Si nunca has sentido tanta hambre en tú vida, como podrías comprenderías lo que sentía Erick, al
ver a esos extraños, la saliva se acumulaba, los menguados sentidos se afinaban, sus musculos se
tensaron, el pensamiento racional daba paso al instinto de supervivencia, cuando en verdad estas
tan hambriento, que contemplas la idea de arrancarte una parte del cuerpo y comértela, cualquier
noción de decencia o moralidad carecen de ningún sentido, el momento de las decisiones
plenamente conscientes pasa pues ya es todo tan simple como sentir si al final vas vivir o a morir,
la ilusión de lo que crees es un hombre desaparece en alguna parte del cerebro, y emerge el
monstruo que todos llevamos dentro.

El ataque es tan desmedido y brutal, tan violento y sanguinario que sus víctimas no tienen tiempo
de pelear, razonar o huir, después de tal carnicería solo quedan piezas irreconocibles que nadie
cuerdo asociaría a seres humanos, nada importaba que fueran soldados o viajeros, hombres o
mujeres, ancianos o niños, ellos se interponían en la supervivencia de Erick, para que él pudiera
vivir ellos debían morir.

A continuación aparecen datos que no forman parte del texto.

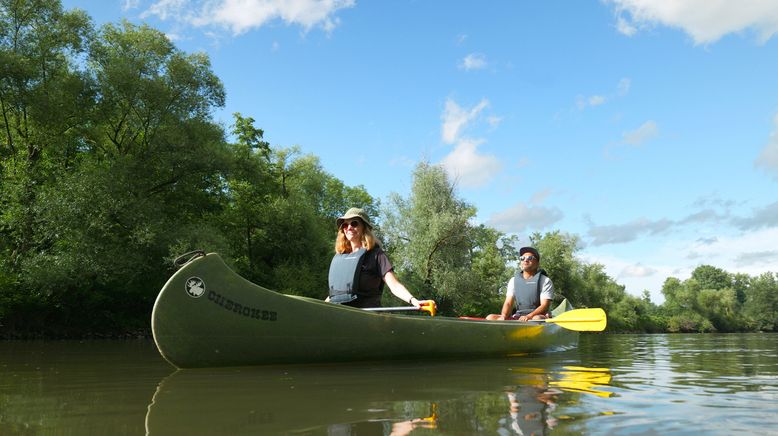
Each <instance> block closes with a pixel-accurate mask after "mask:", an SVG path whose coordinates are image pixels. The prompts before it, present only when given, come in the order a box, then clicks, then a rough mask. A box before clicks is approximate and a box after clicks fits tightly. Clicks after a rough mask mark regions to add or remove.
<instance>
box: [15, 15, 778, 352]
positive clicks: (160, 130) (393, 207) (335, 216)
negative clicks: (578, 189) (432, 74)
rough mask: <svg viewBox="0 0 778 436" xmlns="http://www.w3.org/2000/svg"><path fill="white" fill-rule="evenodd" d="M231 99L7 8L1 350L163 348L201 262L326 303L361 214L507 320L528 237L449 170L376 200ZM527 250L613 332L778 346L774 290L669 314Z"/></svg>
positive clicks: (698, 283) (408, 282)
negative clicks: (602, 320) (162, 321)
mask: <svg viewBox="0 0 778 436" xmlns="http://www.w3.org/2000/svg"><path fill="white" fill-rule="evenodd" d="M225 98H226V95H225V90H224V87H223V85H222V83H221V81H220V80H219V78H218V77H217V76H216V75H215V74H214V73H213V71H212V70H211V66H210V61H209V59H208V57H207V56H206V55H204V54H200V53H197V54H189V53H184V52H182V51H181V50H179V49H178V48H176V47H175V46H174V45H173V44H172V43H171V42H170V41H169V40H168V39H167V38H166V37H165V35H164V34H162V33H161V32H159V31H158V30H155V29H152V28H150V27H146V26H138V25H134V24H130V23H127V22H123V23H118V24H109V25H106V26H103V27H100V28H95V27H94V25H93V24H92V21H91V19H90V17H88V16H87V15H86V14H85V13H83V12H81V11H78V10H70V11H66V10H63V8H62V6H61V4H60V2H59V1H57V0H43V1H35V2H33V1H25V0H22V1H13V2H10V1H0V336H2V337H6V338H9V337H83V336H101V335H106V336H109V335H110V336H116V335H123V334H148V331H149V319H150V313H151V307H152V305H153V303H154V298H155V297H156V295H157V292H158V291H159V289H160V288H161V287H162V285H163V284H164V282H165V281H166V280H167V278H168V277H169V276H170V274H172V272H173V267H172V260H173V259H174V258H175V257H176V256H177V255H179V254H182V253H184V252H186V251H189V250H192V249H203V250H206V251H209V252H210V251H215V252H219V253H220V254H222V256H223V257H224V258H225V259H226V260H227V261H228V262H229V263H230V264H231V266H232V267H233V268H235V270H236V271H237V272H238V273H239V274H241V275H242V276H244V277H246V278H247V279H249V280H251V281H253V282H256V283H259V284H262V285H263V286H265V287H268V288H270V289H274V290H278V291H280V292H284V293H292V294H301V295H307V296H311V297H316V298H324V297H325V295H326V288H327V287H326V282H327V271H328V265H329V261H330V259H331V256H332V252H333V241H334V237H335V231H336V229H335V227H334V221H335V218H336V217H337V216H339V214H341V213H343V212H344V211H345V210H346V209H348V208H349V207H351V206H361V207H363V208H365V209H366V210H367V211H368V213H369V214H370V215H371V216H372V217H376V221H377V223H378V224H379V227H380V228H379V236H380V239H381V240H382V241H383V243H384V246H385V248H386V250H387V252H388V253H389V256H390V258H391V259H392V260H393V261H394V263H395V267H396V269H397V271H398V273H399V274H400V276H401V278H402V280H403V281H404V282H405V283H406V285H407V286H408V287H409V288H412V289H415V291H414V294H415V295H417V296H419V297H424V298H433V299H435V300H437V301H438V302H439V304H440V308H441V312H442V313H443V314H446V315H464V314H467V315H476V316H477V315H485V314H487V313H493V312H496V311H498V310H499V308H500V306H501V303H502V299H503V297H502V295H501V294H500V292H501V291H500V290H501V289H502V288H504V286H505V284H506V283H507V281H508V279H509V278H510V276H511V275H512V274H513V272H514V268H515V265H516V260H517V249H518V247H517V239H518V238H517V237H516V236H515V235H506V234H503V233H501V232H499V231H497V230H495V229H492V228H489V227H487V226H485V225H483V224H475V223H474V217H475V216H476V209H475V207H474V206H473V205H470V204H467V203H466V202H465V201H463V200H462V199H460V198H459V197H458V196H457V194H456V187H455V185H454V184H452V182H451V181H450V180H449V178H448V177H447V176H446V174H445V172H444V171H443V170H442V169H441V168H440V167H438V166H435V165H431V164H429V163H420V164H419V165H418V166H417V167H416V168H415V170H414V173H413V186H412V189H411V192H410V193H409V194H408V196H407V197H405V196H402V195H400V194H394V195H392V196H390V197H389V198H386V199H377V198H374V197H373V196H372V195H371V194H370V193H369V192H368V191H367V189H366V188H365V187H364V186H347V185H346V184H344V183H343V182H342V181H341V180H340V179H338V178H337V177H336V176H335V175H332V174H329V173H328V172H327V171H325V170H324V168H323V167H322V165H321V163H320V161H319V158H318V157H316V156H313V155H309V154H304V153H303V152H302V151H301V149H300V148H299V147H288V146H287V147H285V146H273V145H271V144H269V143H268V142H266V141H265V140H264V139H263V137H264V131H263V130H262V129H260V128H259V127H257V125H256V121H255V120H254V119H253V118H251V117H250V116H245V115H243V114H234V119H233V123H232V124H231V125H230V126H222V125H220V124H219V123H218V122H216V121H215V119H214V117H213V112H214V110H216V109H218V108H219V107H222V106H223V105H224V101H225ZM530 238H531V240H532V241H533V243H534V244H535V245H536V246H537V247H538V248H539V249H540V251H541V253H542V254H543V262H542V266H543V268H544V269H545V270H546V271H547V272H548V274H549V276H550V277H551V278H552V279H553V281H554V283H555V285H556V288H557V291H558V297H559V298H561V297H562V296H564V297H567V298H568V299H569V300H570V301H571V302H572V303H573V304H574V305H575V306H577V307H602V308H604V309H605V310H606V311H607V312H608V316H609V327H608V329H609V330H610V331H644V332H646V331H647V332H660V331H670V332H712V331H719V332H726V331H775V330H776V329H777V328H778V283H776V279H777V278H778V275H777V274H776V273H765V274H762V275H760V276H756V277H753V276H748V275H744V274H732V273H728V272H726V271H724V270H722V269H719V268H717V267H714V266H710V265H701V266H700V267H698V268H697V269H696V270H695V271H694V272H693V274H692V275H691V277H690V278H689V279H687V280H679V279H677V278H673V277H670V278H668V279H667V280H666V281H665V284H664V286H663V288H662V293H663V294H664V296H665V302H664V303H663V304H662V305H656V304H654V303H653V302H651V301H650V299H649V297H648V291H645V292H644V294H643V296H642V297H636V296H633V295H631V294H628V293H627V292H626V291H625V288H624V286H622V285H620V284H618V283H617V282H616V281H615V280H614V279H613V278H611V277H609V276H608V275H607V274H606V273H605V271H604V267H603V266H602V265H599V264H596V263H595V264H588V263H585V262H584V261H582V260H581V259H579V258H578V257H577V256H576V253H577V252H578V250H580V240H579V238H578V236H576V235H571V234H566V233H564V232H561V231H552V232H548V233H545V234H540V233H536V234H533V235H530ZM387 298H391V297H387ZM390 301H391V300H387V302H388V304H392V305H394V303H391V302H390Z"/></svg>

Sin pensarlo busco entre los restos cualquier cosa que apaciguara su
hambre, ni siquiera prendió fuego, comió la carne después bebió su sangre y chupo la medula de
los huesos, saboreo cada trozo con un deleite único, cada visera era un manjar, no desperdicio
nada ni dejo nada para los carroñeros, cuando acabo de comer fue como despertar de un sueño,
comprendió lo que había hecho y soltó su espada, se postro abatido con lágrimas en sus ojos grito
al cielo y maldijo a sus inútiles dioses.